Custom Made Silver Brand or Initial Belt Buckle by Jackson 0048-BB
Custom Made Silver Brand or Initial Belt Buckle by Jackson.
This Custom Made Brand or Initial Belt Buckle can be made just for you. This one features a hand made custom buckle that can be adorned with your initials in hand cut jeweler's gold. We can put any brand or initial you desire on this shimmering buckle. This custom buckle features plenty of southwestern character and has been engraved with traditional old western fine line designs that will sparkle and shine with pride. The initials on this belt buckle are made from shimmering brass and overlaid onto nickel silver for a high shine that wont tarnish. Just let us know what initial or brand you want in the 'comment box' as you check out. It'll be custom made for you in our shop by master Trophy Buckle maker JR Jackson. This belt buckle is 2-1/2" tall and 3-1/2" wide with a 1-1/2" wide keeper on the back. The photo is a great representation of the custom-made, one of a kind initialed belt buckle you will receive.

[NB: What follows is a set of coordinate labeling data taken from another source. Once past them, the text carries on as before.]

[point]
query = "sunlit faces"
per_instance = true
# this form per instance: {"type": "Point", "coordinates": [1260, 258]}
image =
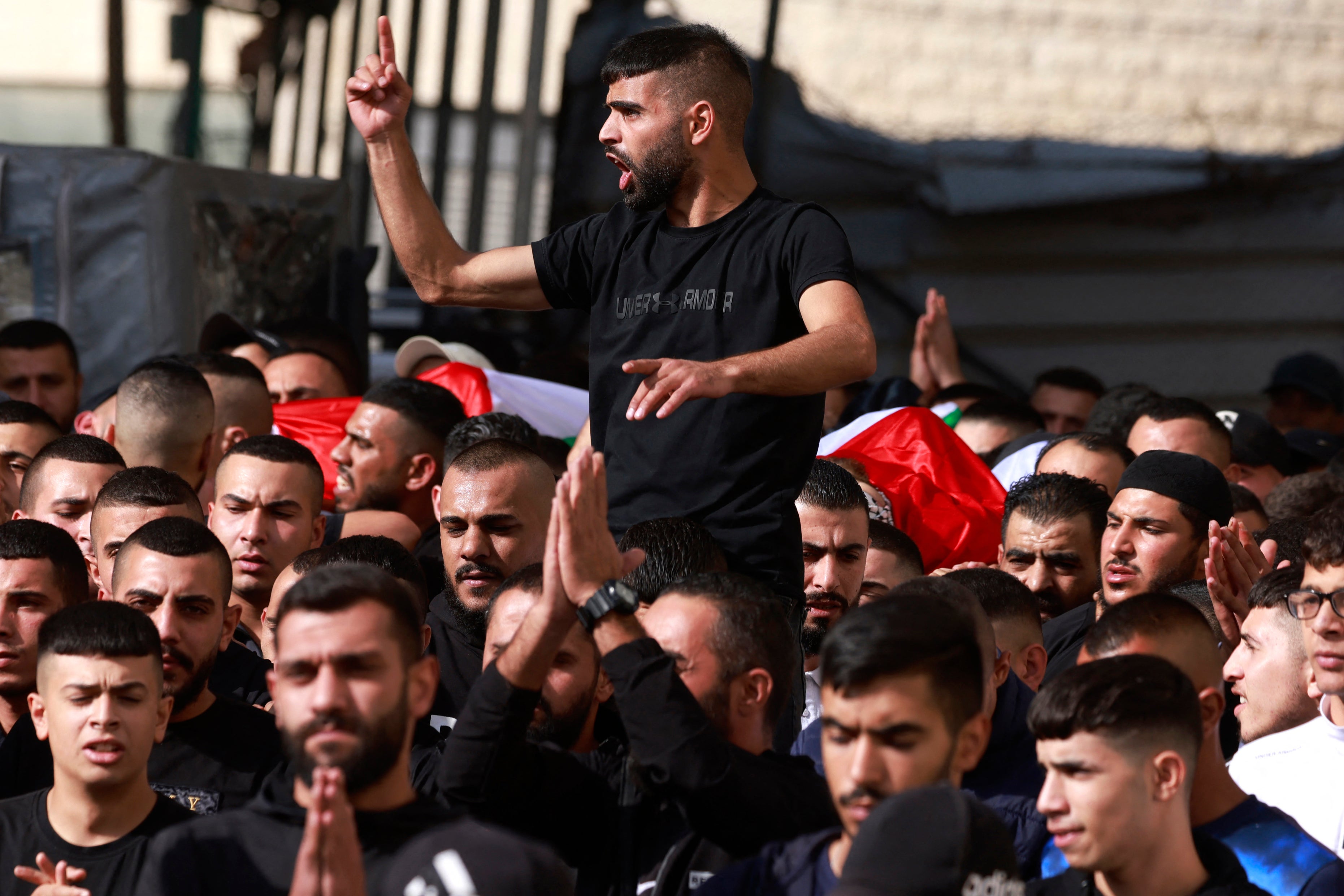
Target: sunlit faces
{"type": "Point", "coordinates": [101, 715]}
{"type": "Point", "coordinates": [1057, 560]}
{"type": "Point", "coordinates": [1271, 672]}
{"type": "Point", "coordinates": [1148, 546]}
{"type": "Point", "coordinates": [889, 737]}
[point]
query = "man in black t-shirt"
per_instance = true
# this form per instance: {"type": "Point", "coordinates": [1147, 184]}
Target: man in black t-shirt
{"type": "Point", "coordinates": [702, 285]}
{"type": "Point", "coordinates": [100, 704]}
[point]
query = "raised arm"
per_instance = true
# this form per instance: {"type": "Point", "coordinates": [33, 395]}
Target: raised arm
{"type": "Point", "coordinates": [839, 349]}
{"type": "Point", "coordinates": [441, 272]}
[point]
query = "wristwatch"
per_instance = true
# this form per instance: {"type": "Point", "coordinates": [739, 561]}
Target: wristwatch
{"type": "Point", "coordinates": [614, 597]}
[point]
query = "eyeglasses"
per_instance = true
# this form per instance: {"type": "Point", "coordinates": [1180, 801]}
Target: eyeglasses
{"type": "Point", "coordinates": [1305, 605]}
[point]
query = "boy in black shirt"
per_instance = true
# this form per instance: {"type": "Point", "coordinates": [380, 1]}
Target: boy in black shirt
{"type": "Point", "coordinates": [702, 285]}
{"type": "Point", "coordinates": [100, 704]}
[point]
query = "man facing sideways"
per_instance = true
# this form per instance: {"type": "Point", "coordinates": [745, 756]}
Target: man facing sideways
{"type": "Point", "coordinates": [266, 511]}
{"type": "Point", "coordinates": [64, 481]}
{"type": "Point", "coordinates": [166, 418]}
{"type": "Point", "coordinates": [694, 343]}
{"type": "Point", "coordinates": [902, 707]}
{"type": "Point", "coordinates": [350, 681]}
{"type": "Point", "coordinates": [100, 706]}
{"type": "Point", "coordinates": [1119, 739]}
{"type": "Point", "coordinates": [1277, 855]}
{"type": "Point", "coordinates": [1295, 769]}
{"type": "Point", "coordinates": [1052, 539]}
{"type": "Point", "coordinates": [494, 510]}
{"type": "Point", "coordinates": [834, 518]}
{"type": "Point", "coordinates": [39, 364]}
{"type": "Point", "coordinates": [1156, 536]}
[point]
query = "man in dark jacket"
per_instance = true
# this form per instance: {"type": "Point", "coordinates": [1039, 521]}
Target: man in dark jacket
{"type": "Point", "coordinates": [1119, 739]}
{"type": "Point", "coordinates": [694, 784]}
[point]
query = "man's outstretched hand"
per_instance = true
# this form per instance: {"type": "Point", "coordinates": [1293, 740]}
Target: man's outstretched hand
{"type": "Point", "coordinates": [378, 96]}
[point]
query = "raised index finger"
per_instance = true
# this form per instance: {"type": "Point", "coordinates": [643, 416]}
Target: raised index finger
{"type": "Point", "coordinates": [386, 49]}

The cowboy was born in 1866 with the first herd of Texas longhorns trailed across hundreds of miles of wild and dangerous country, filled with predators and hostile Indians, to the wide open town of Abilene.... created by the Kansas Pacific Railroad as the western frontier railhead for shipping cattle East. From that time on the big Texas cattle drives fed the market for a beef-hungry America. Six hundred thousand cattle came up the Texas trail in 1871 in herds of about 2,000 each led by a wild and reckless and tough bunch of young men with great courage and fortitude. Huge numbers of longhorn cattle had multiplied in Texas after the Civil War, the result of few predators, few fences and plenty of grass and water. They ran wild while Texas men went off to fight for the Confederacy. Cow-gathering was a challenge but getting a herd all the way to the Kansas railroad paid big. Early cowboys had very little grub (mostly corn meal and salted bacon,) used homemade saddles and chaps, no tents or tarps, braided their own rope from horsehair, and bragged they could go any place a cow could, and stand anything a horse could. Lay on your saddle blanket and cover with a coat was the Texas trail bed. The twelve-inch-barrel Colt was necessary equipment. Strong, lightweight and wiry men who were persevering and loyal defined a new American spirit of freedom and independence. Mothers shared great pride in seeing their sons grow up to be cowboys.